Дуклау, так звали офицера, попрощался со словами, что он скоро снова зайдет. В этот момент я знача, что никогда его больше не увижу. Несколько недель спустя я увидела на улице того офицера, который первый раз заходил к нам вместе с Дуклау. Собрав все свое мужество, – у нас тогда были строгие правила: не полагалось молодой девушке спрашивать о мужчине, – я подошла к нему и спросила, куда девался его товарищ. Он ответил, что тот был неожиданно послан на передовую линию. Проектом группы русской интеллигенции никто больше не интересовался.

Должна отметить, что это явление было не случайностью, а правилом: если появлялись офицеры, интересовавшиеся сотрудничеством с русским населением, скажем, умные и пытавшиеся понять население руководители отдела пропаганды, они быстро исчезали и на их место водворялись типичные бюрократы, тупые функционеры вроде советских, которые все портили не по злобе, а по полной неспособности к живой инициативной работе. Одного не самого лучшего, но все же неплохого начальника отдела пропаганды «увела» красивая русская девушка, советская агентка, Он так в нее влюбился, что уехал с ней на три дня за город, не сообщив ничего своему начальству. Такое нарушение военной дисциплины во время войны, конечно, не могло остаться без наказания; он был отправлен на передовую линию фронта. На его место был назначен тупейший бюрократ. О красавице Ане будет еще речь.

Нужно сказать, что многие русские девушки и женщины влюблялись в немецких солдат и офицеров совершенно искренне. Среди них было удивительно много красивых, а когда они вынимали из портмоне и с гордостью показывали фото своих жен или невест, мы только из вежливости удерживались от отрицательных комментариев: женщины были в общем некрасивые. В России же было наоборот, советские солдаты, большей частью маленького роста, носившие следы тяжелого голодного детства, редко бывали красивы. Отчего такая же ситуация не отразилась на девушках, отчего среди них было все же много привлекательных, мне трудно сказать, но Люся как-то заметила, смеясь, что можно было бы создать красивую расу, переженив немецких мужчин на русских девушках – почти план Александра Македонского в Персии! Люся сама была влюблена в немца, но на связь с ним не пошла. Однако не все были так стойки. Немцы же смотрели на временные связи легко и не только потому, что во время войны при обостренном сознании кратковременности не только пребывания в этом географическом месте, но, быть может, и в этой жизни не думается о связи на всю жизнь, – тем более что солдатам во время войны запрещено жениться на женщинах оккупированных стран, – но и потому, что в те времена в Германии моральные понятия уже далеко не были такими строгими, как в российской провинции, несмотря на Коллонтай с ее свободной любовью.

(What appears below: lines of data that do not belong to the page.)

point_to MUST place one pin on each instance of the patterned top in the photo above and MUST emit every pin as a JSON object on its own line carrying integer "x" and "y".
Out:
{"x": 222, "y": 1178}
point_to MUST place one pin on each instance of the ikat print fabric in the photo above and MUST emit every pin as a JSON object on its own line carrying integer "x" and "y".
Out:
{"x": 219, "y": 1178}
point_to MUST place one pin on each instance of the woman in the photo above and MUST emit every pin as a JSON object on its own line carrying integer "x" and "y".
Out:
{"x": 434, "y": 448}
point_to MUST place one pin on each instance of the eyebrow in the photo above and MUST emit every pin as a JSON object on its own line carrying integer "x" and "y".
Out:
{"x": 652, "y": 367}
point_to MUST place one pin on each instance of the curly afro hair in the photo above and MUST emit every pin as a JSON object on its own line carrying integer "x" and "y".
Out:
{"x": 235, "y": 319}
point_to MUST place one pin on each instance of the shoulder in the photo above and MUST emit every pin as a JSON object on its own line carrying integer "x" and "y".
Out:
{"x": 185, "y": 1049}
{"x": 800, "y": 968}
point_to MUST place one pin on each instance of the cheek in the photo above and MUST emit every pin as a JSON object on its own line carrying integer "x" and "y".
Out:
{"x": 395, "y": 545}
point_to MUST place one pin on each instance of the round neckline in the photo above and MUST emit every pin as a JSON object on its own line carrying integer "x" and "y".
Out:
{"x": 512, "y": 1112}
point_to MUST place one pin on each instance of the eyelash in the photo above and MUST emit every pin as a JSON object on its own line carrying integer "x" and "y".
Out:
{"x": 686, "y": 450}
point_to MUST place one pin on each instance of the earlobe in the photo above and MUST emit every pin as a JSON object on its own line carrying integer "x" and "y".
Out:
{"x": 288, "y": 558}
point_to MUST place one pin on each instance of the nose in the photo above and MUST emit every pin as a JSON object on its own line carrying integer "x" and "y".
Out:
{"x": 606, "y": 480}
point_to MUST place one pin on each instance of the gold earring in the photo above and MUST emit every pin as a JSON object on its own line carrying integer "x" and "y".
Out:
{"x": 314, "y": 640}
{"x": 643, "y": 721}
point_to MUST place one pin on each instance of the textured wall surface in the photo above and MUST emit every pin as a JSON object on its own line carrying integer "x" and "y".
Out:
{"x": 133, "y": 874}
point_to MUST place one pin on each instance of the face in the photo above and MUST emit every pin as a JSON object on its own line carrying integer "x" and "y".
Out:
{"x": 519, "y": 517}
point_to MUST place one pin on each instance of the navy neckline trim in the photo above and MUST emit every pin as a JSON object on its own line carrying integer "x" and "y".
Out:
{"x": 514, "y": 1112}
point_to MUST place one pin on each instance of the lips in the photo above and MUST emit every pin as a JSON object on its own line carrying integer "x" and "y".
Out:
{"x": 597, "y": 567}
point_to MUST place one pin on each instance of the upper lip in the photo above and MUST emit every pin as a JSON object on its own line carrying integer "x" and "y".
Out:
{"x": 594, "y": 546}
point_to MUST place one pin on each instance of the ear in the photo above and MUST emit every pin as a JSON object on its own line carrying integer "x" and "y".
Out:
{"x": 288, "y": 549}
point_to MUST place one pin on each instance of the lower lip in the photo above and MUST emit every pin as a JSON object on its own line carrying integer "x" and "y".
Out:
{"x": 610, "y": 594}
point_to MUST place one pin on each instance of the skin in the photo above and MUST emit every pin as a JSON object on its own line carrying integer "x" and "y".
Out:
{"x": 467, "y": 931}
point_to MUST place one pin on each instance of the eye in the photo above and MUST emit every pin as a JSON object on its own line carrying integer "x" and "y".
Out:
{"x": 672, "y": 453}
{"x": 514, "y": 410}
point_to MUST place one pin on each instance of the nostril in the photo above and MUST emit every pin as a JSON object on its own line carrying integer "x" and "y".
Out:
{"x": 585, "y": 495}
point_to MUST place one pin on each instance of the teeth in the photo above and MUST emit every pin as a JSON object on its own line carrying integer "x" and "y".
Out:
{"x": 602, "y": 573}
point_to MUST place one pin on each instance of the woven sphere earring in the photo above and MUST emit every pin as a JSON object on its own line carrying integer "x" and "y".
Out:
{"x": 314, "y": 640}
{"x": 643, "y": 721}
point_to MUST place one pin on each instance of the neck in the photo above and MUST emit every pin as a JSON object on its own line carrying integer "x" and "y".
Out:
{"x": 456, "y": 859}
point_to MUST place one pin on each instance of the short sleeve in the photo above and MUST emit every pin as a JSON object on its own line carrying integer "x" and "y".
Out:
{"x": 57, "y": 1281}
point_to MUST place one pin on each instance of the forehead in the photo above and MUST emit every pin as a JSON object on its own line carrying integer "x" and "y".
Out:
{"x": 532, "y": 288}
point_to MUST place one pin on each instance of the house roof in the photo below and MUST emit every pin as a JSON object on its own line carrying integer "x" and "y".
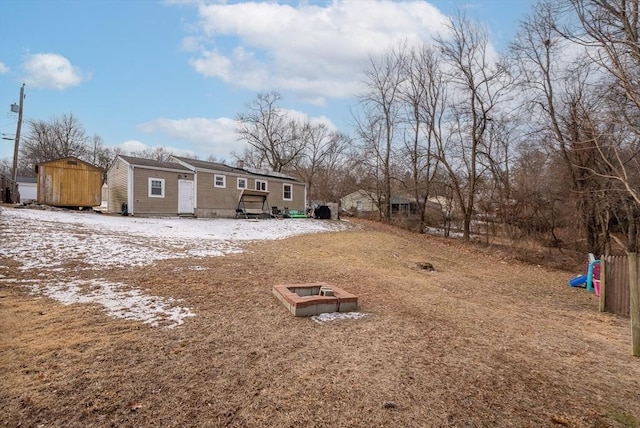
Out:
{"x": 200, "y": 164}
{"x": 152, "y": 163}
{"x": 70, "y": 158}
{"x": 216, "y": 166}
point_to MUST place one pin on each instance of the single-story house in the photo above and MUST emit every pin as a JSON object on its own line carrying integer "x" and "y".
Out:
{"x": 69, "y": 182}
{"x": 27, "y": 188}
{"x": 365, "y": 202}
{"x": 148, "y": 187}
{"x": 184, "y": 186}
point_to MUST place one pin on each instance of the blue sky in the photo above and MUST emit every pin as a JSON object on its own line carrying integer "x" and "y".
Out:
{"x": 144, "y": 73}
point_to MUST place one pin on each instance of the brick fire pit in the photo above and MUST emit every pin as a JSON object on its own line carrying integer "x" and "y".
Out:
{"x": 305, "y": 300}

Потом в Германии я нередко встречала молодых женщин с ребенком на руках, женихи или возлюбленные (а не мужья) которых погибли на войне. Русские же, оставшись с ребенком на руках, говорили потом советским властям, что их изнасиловали, что и понятно: если б они сказали, что сошлись добровольно, то их бы преследовали, бы как предательниц. На самом же деле случаи изнасилования были очень редки.